Alegrías, one of the main flamenco clubs
Perhaps the most characteristic feature of Alegrías is its compass, which it shares with Solea. They are sung in a major tone, a fairly common feature in all Cantiñas, with some specific exception, in which variants such as Caracoles or Córdoba are implemented.
As for its structure, the Joys admit the coupling of four octosyllable verses, which can be linked to the toy of three or four verses, which follows the wake of the classic string formed by copla and chorus. In spite of this, there is no specific structure, and a sequence of copla and toy is usually carried out, which ends with a letter interpreted in a high tessitura followed also by a rather rhythmic final toy. Rodríguez Marín says that the joys are ‘the shortest of the Spanish songs; It only has two verses, assonance or sounding, almost always five syllables the first and ten the second, and divisible this in equal hemistich.

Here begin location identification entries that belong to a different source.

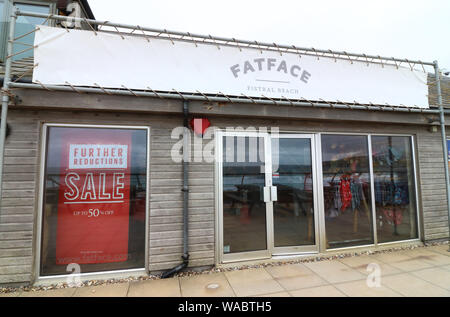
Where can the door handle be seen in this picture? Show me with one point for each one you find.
(273, 193)
(270, 193)
(266, 194)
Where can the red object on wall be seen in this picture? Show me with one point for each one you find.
(94, 197)
(199, 125)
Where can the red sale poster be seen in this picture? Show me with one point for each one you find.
(94, 197)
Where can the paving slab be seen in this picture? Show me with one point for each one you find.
(437, 276)
(442, 249)
(252, 282)
(169, 287)
(335, 271)
(361, 264)
(362, 289)
(412, 286)
(321, 291)
(279, 294)
(206, 285)
(107, 290)
(433, 258)
(62, 292)
(406, 261)
(295, 276)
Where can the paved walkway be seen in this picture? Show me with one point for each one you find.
(417, 272)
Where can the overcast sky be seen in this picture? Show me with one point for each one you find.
(413, 29)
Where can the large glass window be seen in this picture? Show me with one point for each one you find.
(94, 207)
(394, 188)
(346, 185)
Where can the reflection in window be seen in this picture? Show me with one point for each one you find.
(244, 210)
(346, 185)
(293, 212)
(394, 188)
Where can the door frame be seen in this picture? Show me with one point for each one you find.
(314, 248)
(271, 251)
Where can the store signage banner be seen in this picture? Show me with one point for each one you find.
(82, 58)
(94, 198)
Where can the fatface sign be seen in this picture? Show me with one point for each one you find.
(82, 58)
(93, 209)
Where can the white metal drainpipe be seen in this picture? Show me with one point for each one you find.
(444, 139)
(5, 97)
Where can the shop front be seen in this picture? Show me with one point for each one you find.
(299, 193)
(106, 173)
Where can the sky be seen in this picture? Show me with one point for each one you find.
(411, 29)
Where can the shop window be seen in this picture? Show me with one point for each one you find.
(94, 204)
(346, 185)
(396, 215)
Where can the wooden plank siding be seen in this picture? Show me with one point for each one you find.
(18, 216)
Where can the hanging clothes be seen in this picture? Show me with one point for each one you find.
(357, 193)
(345, 191)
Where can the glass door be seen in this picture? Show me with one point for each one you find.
(267, 197)
(294, 207)
(244, 192)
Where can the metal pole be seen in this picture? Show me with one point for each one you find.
(444, 138)
(5, 97)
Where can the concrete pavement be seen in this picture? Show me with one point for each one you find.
(417, 272)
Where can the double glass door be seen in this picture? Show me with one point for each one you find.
(267, 197)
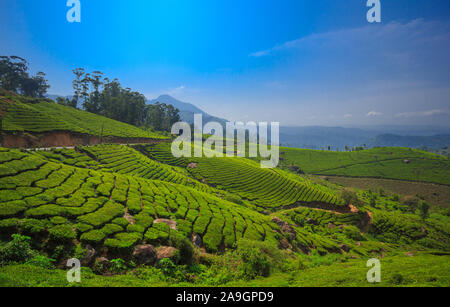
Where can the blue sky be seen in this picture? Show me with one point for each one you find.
(297, 62)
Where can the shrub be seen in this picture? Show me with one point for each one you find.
(397, 279)
(17, 250)
(185, 247)
(63, 233)
(94, 236)
(234, 199)
(118, 265)
(167, 267)
(350, 198)
(258, 258)
(41, 261)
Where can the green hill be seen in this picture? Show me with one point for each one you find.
(23, 114)
(387, 162)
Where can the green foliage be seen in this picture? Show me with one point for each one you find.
(167, 267)
(63, 233)
(44, 116)
(14, 76)
(118, 265)
(388, 162)
(258, 258)
(350, 197)
(18, 250)
(41, 261)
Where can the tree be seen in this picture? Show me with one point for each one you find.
(424, 210)
(76, 85)
(14, 77)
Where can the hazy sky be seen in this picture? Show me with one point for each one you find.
(316, 62)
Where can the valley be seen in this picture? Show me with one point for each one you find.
(134, 214)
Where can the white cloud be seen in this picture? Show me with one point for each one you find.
(374, 113)
(177, 90)
(414, 33)
(423, 113)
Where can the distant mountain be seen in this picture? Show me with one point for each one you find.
(187, 110)
(317, 137)
(434, 142)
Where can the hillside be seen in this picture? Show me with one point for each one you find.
(433, 142)
(23, 116)
(187, 110)
(390, 163)
(198, 218)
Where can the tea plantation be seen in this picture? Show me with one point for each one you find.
(391, 163)
(42, 115)
(206, 221)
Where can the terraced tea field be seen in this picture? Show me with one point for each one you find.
(115, 211)
(44, 116)
(245, 178)
(389, 163)
(266, 188)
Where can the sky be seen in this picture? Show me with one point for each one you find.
(296, 62)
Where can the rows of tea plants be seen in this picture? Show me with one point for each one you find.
(126, 160)
(39, 198)
(45, 116)
(387, 162)
(264, 187)
(162, 152)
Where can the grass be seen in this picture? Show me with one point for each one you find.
(388, 163)
(396, 271)
(86, 201)
(43, 115)
(433, 193)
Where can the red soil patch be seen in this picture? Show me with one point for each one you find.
(66, 139)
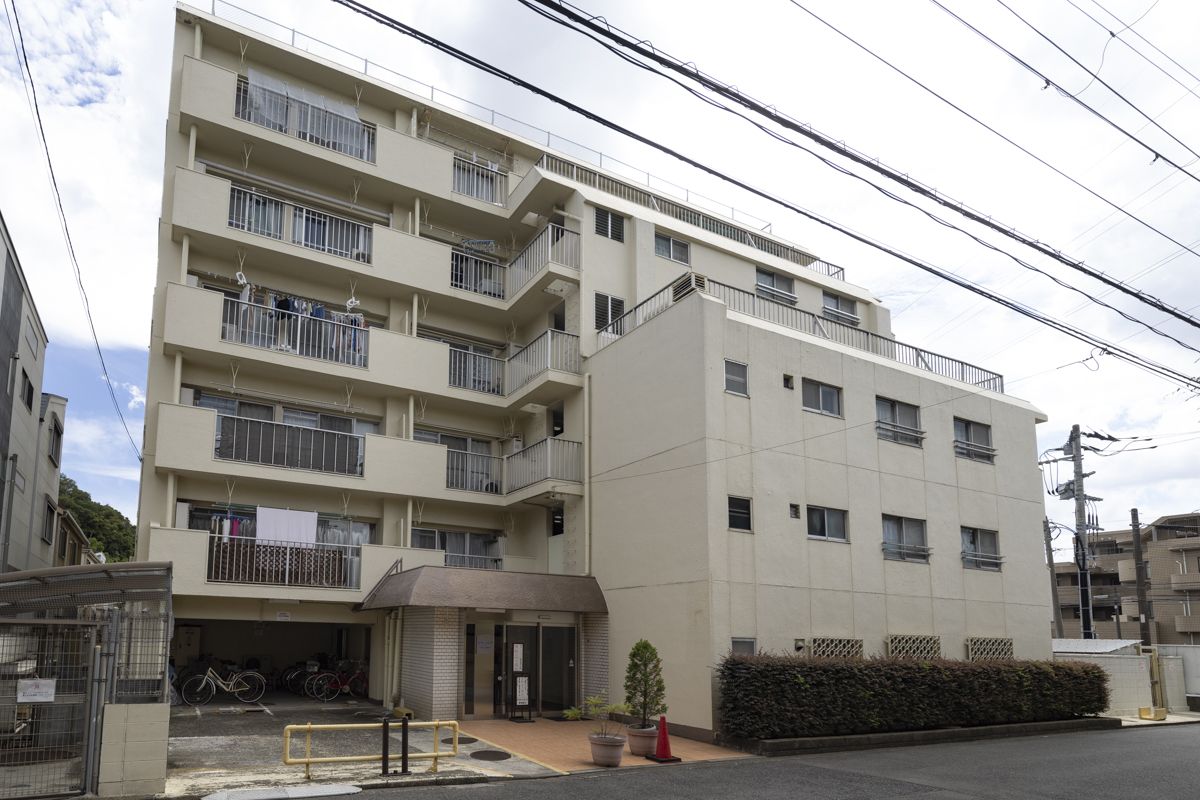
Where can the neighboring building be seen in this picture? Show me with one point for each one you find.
(31, 426)
(579, 411)
(1170, 547)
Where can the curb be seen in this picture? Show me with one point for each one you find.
(816, 745)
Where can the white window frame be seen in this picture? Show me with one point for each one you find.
(892, 429)
(825, 511)
(844, 310)
(970, 447)
(673, 253)
(744, 378)
(605, 227)
(821, 397)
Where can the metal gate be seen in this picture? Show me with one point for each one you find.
(47, 711)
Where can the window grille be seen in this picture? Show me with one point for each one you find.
(905, 645)
(823, 647)
(981, 648)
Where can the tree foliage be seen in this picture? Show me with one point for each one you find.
(645, 687)
(108, 530)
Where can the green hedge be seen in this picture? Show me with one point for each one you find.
(780, 697)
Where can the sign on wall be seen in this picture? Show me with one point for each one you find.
(35, 691)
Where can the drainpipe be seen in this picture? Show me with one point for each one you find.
(7, 524)
(587, 473)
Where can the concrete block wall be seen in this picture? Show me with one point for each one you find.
(594, 655)
(133, 750)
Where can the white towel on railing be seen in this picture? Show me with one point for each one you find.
(283, 525)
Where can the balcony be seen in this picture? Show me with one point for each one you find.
(1189, 582)
(312, 337)
(480, 181)
(275, 444)
(234, 559)
(553, 245)
(283, 221)
(307, 116)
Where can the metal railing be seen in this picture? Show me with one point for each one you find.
(276, 444)
(900, 433)
(328, 233)
(479, 373)
(307, 122)
(748, 302)
(553, 245)
(976, 560)
(240, 559)
(551, 350)
(546, 459)
(480, 181)
(287, 331)
(898, 552)
(474, 471)
(477, 275)
(657, 202)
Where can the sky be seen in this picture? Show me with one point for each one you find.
(102, 71)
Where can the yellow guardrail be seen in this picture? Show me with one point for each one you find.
(309, 761)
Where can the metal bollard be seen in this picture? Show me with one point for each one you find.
(403, 746)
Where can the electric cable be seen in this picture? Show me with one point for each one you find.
(1077, 100)
(484, 66)
(63, 218)
(689, 70)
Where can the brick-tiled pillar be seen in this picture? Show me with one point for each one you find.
(594, 655)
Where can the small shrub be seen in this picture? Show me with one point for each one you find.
(778, 696)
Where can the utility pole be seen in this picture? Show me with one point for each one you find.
(1054, 581)
(1140, 572)
(1083, 557)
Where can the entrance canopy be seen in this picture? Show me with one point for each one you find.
(462, 588)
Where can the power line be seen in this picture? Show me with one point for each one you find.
(1073, 97)
(31, 86)
(690, 71)
(484, 66)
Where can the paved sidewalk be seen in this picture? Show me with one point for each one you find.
(563, 746)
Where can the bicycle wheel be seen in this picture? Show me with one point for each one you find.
(198, 690)
(325, 687)
(249, 686)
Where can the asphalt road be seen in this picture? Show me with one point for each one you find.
(1161, 762)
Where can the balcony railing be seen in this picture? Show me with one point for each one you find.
(305, 120)
(328, 233)
(546, 459)
(748, 302)
(275, 444)
(474, 471)
(233, 559)
(477, 275)
(479, 373)
(553, 245)
(286, 331)
(480, 181)
(551, 350)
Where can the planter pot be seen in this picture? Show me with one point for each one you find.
(606, 751)
(642, 741)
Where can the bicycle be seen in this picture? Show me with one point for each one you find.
(247, 686)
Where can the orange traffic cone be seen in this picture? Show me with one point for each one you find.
(663, 752)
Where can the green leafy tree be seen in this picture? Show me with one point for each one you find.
(108, 530)
(645, 687)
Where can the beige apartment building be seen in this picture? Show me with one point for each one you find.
(430, 394)
(1170, 548)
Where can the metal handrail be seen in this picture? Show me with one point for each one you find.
(313, 337)
(294, 446)
(245, 559)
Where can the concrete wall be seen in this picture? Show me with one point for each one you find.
(133, 750)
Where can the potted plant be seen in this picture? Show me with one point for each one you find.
(645, 691)
(607, 744)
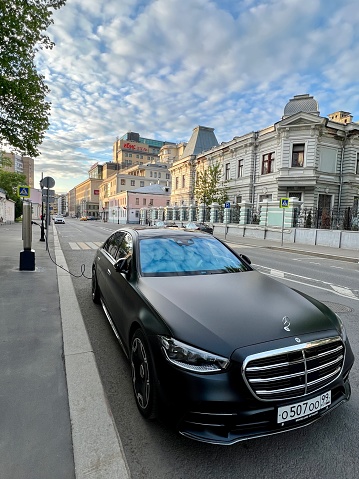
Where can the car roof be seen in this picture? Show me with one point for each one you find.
(148, 232)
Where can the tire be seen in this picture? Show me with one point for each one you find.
(143, 378)
(95, 289)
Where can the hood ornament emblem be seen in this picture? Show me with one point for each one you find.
(286, 323)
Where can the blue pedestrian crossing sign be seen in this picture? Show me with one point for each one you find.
(284, 203)
(23, 191)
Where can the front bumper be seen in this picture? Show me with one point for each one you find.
(220, 409)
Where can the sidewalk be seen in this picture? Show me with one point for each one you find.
(54, 418)
(55, 421)
(349, 255)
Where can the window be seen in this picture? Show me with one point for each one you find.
(298, 155)
(240, 168)
(227, 173)
(265, 197)
(295, 194)
(268, 163)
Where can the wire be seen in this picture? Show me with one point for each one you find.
(83, 267)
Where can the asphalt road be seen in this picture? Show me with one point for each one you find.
(327, 449)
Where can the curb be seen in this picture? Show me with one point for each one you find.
(97, 447)
(348, 259)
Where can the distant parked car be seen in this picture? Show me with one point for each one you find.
(199, 226)
(166, 224)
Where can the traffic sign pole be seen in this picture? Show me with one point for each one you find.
(42, 237)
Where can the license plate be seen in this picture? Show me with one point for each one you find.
(301, 410)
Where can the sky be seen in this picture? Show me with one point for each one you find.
(162, 67)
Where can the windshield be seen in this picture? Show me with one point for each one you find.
(187, 256)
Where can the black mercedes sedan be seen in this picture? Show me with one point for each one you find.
(218, 350)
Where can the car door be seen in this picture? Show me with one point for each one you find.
(105, 261)
(118, 284)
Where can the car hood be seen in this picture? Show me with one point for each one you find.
(223, 312)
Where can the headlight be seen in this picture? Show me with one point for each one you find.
(190, 358)
(342, 330)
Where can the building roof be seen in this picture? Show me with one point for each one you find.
(202, 139)
(305, 103)
(154, 189)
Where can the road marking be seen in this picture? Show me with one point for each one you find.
(344, 291)
(275, 272)
(80, 245)
(92, 245)
(83, 245)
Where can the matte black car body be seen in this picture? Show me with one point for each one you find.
(276, 346)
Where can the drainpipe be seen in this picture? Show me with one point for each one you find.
(341, 173)
(254, 166)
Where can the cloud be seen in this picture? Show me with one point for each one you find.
(162, 67)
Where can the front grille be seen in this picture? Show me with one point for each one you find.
(295, 371)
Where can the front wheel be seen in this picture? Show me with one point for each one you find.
(143, 376)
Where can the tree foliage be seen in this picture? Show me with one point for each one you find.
(4, 161)
(9, 182)
(208, 186)
(24, 110)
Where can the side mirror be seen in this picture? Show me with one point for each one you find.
(245, 258)
(122, 265)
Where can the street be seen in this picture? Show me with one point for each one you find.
(326, 449)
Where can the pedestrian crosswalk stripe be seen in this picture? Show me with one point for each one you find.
(83, 245)
(92, 245)
(80, 245)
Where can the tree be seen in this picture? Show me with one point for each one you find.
(9, 182)
(4, 162)
(208, 186)
(23, 109)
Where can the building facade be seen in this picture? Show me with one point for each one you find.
(304, 156)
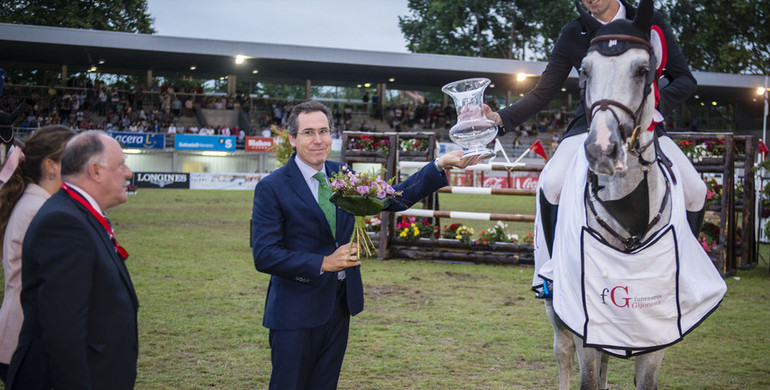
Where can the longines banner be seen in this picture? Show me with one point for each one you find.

An interesting fact about the joys is that in what is possibly the first recording made of this genre, made by Sebastián el Pena in 1909, accompanied on the guitar by the Son of the Blind and dancing by La Macarrona; Cante himself defines it as ruckus, thus demonstrating that the chaos precede this type of Cantiñas.
Another very important aspect in the Alegrías is the costumes used by the bailaoras, who wear a long dress up to the ankle finished in frills and adorned with ribbons or lace. The sleeves can be long or short, puffed or ruffled. In addition, the bailaoras wear, as usual, beautiful mantillas, these are adorned with flower embroidery and long fringes. The details that complete her wardrobe are flowers, combs, coral earrings and heels.